The primary problem ISP's complain about is that 5% of their customers use 90% of the available bandwidth and when they examine this traffic, it's mostly peer-to-peer file sharing. A reasonable question is how to allow as much of this traffic as possible without increasing an ISP's variable costs or slowing down their other users.
This may not be as difficult as it appears. Indeed if Internet access was as competitive as mobile telephony, we might already have seen what I'm about to propose — a combination of bundled pricing equivalent to mobile's "free nights and weekends" and "free on-net calls" with a way to facilitate P2P traffic that leverages exactly these "free" periods.
An ISP's costs
ISPs have some costs which are relatively fixed and others that are tied to usage. A network is a relatively fixed cost and when it's not full, the incremental cost of adding traffic is zero! This is the reason mobile operators give away free nights and weekend. They've built their mobile network for the peak daytime traffic, so it costs them nothing to run promotions that add incremental traffic at off hours. Peak hours and off hours may be different for an ISP, but the concept is the same. When a data pipe is lightly loaded the ISP's cost of adding incremental traffic is zero.
On the other hand, some ISP costs are usage based, for example "IP Transit" or more properly, Internet Transit. This is the ISP's upstream cost to send and receive traffic to/from the rest of the Internet. However, even here, usage-based costs occur at heavy usage. Light usage periods don't save money. To understand what's happening, it's worth a digression on Internet Transit.
Internet access is monopoly or duopoly or a heavily regulated industry. The middle mile connections from the local network to the Internet backbone may or may not be competitive depending on where you are. But the Internet backbone itself is extremely competitive. If you can get to a major Internet Exchange Point in the US or Europe, there are many providers offering extremely competitive rates for Internet Transit. Typically these services are priced on a megabit per second per month basis (Mbit/s/Month) with lower rates for higher volume commitments. The other key idea is that charges are based on the 95th percentile of all the five minute data rate samples taken during the month. So an ISP can have a few bursts above their typical rate, as long as they represent less than 5% of the sampled intervals.

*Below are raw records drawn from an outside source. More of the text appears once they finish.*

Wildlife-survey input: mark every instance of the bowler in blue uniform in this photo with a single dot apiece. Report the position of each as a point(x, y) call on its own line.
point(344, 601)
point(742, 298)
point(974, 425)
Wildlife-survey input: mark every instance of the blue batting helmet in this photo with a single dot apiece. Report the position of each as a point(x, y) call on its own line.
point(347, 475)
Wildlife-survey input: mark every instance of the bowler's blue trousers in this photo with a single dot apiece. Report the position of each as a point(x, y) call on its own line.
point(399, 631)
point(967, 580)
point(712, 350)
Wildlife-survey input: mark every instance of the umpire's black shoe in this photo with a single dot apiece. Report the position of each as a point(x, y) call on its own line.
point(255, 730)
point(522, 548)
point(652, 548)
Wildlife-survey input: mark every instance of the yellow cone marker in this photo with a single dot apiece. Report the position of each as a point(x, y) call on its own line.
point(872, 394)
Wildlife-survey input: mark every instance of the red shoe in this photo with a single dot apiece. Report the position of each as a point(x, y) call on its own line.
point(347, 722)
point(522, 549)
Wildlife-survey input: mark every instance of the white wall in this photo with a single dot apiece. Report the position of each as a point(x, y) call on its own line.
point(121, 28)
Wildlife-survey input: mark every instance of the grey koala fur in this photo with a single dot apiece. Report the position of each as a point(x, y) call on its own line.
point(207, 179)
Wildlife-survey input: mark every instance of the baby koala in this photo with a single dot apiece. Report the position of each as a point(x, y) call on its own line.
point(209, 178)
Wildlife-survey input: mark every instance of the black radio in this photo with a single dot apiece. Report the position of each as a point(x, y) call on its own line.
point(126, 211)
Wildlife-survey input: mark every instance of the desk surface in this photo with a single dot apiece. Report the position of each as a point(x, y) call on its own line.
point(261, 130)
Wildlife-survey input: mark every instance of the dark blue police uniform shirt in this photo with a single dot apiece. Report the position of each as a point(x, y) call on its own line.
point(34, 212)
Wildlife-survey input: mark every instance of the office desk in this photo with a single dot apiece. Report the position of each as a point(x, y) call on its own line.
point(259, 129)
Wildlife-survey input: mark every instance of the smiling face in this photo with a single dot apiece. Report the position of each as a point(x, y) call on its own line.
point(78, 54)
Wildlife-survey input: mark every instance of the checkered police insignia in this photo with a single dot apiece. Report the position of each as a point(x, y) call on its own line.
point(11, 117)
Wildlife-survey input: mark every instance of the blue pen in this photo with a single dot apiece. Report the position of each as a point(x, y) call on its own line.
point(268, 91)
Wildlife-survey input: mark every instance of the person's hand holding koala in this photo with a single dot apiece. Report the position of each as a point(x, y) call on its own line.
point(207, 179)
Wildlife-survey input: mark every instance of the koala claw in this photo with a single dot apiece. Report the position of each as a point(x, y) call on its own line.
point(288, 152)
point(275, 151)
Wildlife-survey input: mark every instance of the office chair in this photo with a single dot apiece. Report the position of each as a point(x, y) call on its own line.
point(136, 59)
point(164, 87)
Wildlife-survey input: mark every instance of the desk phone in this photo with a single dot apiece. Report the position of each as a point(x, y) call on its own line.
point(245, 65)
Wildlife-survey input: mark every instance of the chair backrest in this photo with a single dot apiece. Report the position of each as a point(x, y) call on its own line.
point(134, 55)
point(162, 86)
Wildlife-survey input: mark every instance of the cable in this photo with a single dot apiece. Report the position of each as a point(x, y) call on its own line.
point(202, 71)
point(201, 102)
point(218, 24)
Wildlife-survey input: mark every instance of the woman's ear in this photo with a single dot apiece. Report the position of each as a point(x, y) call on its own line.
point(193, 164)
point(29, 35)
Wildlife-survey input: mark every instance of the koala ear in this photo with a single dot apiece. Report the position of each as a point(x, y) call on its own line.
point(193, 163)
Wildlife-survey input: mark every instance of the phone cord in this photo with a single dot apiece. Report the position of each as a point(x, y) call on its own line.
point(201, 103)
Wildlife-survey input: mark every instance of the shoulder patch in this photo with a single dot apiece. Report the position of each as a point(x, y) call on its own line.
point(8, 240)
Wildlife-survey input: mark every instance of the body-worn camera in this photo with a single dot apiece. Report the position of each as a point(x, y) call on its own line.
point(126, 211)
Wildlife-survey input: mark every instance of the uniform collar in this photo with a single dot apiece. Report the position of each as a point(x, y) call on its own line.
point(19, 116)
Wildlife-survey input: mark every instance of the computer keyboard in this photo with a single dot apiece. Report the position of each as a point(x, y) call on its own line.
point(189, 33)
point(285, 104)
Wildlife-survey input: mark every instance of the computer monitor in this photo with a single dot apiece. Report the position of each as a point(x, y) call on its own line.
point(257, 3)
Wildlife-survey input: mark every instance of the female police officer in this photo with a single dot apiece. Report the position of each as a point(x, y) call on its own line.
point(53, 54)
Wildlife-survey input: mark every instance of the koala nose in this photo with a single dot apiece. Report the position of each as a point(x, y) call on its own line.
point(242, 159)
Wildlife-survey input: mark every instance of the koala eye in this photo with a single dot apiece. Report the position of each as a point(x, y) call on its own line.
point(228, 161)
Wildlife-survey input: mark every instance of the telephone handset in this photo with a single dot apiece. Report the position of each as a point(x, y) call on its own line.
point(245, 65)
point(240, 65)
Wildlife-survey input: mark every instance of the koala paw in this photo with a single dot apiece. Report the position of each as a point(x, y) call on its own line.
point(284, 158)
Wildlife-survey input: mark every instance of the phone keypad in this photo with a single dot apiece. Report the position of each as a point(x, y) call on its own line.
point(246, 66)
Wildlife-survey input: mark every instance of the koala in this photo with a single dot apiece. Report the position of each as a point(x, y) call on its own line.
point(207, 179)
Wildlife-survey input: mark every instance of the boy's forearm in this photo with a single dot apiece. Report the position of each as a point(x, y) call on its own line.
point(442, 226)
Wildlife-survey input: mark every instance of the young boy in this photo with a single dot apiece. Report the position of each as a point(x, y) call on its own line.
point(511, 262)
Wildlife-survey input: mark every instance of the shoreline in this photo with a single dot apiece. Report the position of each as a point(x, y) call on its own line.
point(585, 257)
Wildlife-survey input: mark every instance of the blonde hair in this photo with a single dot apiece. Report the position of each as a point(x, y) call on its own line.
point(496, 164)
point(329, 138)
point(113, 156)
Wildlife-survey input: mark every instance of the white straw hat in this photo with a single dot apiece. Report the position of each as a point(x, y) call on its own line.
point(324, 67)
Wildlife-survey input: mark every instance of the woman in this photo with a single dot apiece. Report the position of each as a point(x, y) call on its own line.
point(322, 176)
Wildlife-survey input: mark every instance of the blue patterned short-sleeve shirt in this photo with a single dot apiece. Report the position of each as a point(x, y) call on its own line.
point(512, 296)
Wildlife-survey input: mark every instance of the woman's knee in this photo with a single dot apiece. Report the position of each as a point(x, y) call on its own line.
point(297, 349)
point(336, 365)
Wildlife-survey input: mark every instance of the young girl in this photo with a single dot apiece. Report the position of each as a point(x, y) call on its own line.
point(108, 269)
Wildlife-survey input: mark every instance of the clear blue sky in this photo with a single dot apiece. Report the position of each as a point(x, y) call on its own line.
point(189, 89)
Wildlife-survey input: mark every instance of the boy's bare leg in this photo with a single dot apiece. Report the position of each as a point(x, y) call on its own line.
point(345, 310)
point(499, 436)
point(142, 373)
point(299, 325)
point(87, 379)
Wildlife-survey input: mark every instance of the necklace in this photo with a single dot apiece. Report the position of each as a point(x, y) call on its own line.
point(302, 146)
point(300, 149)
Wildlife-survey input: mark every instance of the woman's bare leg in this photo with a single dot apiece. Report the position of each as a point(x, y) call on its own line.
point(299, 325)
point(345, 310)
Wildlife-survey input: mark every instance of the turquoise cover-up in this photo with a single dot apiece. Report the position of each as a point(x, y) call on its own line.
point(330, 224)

But this also means there is no extra cost to run at or near the typical rate at all times.
Even more important, if file sharing is done with other computers on the same ISP's network, then there is no need to pay for Internet Transit at all. The question is how to figure out which potential peers are "on-net" and which are "off-net."
Sending signals to P2P software
Most P2P file sharing software has relatively little knowledge of locality. Some P2P software practices "prefix awareness," for example, Joost gives preference to peers in the same /24 IP address block when they are available. But if a major operator provided an automatic way for P2P client software to determine whether a prospective peer's IP address was currently reachable "for free", it seems likely the file sharing community would leap on it, and if there's money to be saved, active file sharers would download the new clients immediately.
A standard way to present such information might be via an extension to the XML-based response codes in one of the whois information exchange proposals, e.g. from ICANN or from APNIC. Also, while what I'm proposing might start as a pricing plan rather like a mobile operator's "free nights and weekends" and "free on-net calling," it's not hard to see extensions where an ISP could offer dynamic access to underused capacity to those programs that were prepared regularly interrogate an ISP's server and use just the advertised off-hours capacity.
People liked fixed price deals. Unlimited is great, but there's plenty of experience with bundles of minutes and the idea of data bundles has already showed up in 3G mobile data plans. The combination of several tiered data bundle prices with the availability of "free" connectivity for "on-net" peers and during off peak intervals is likely to appeal to file sharers and produce better results for both the sponsoring ISPs and file sharers alike.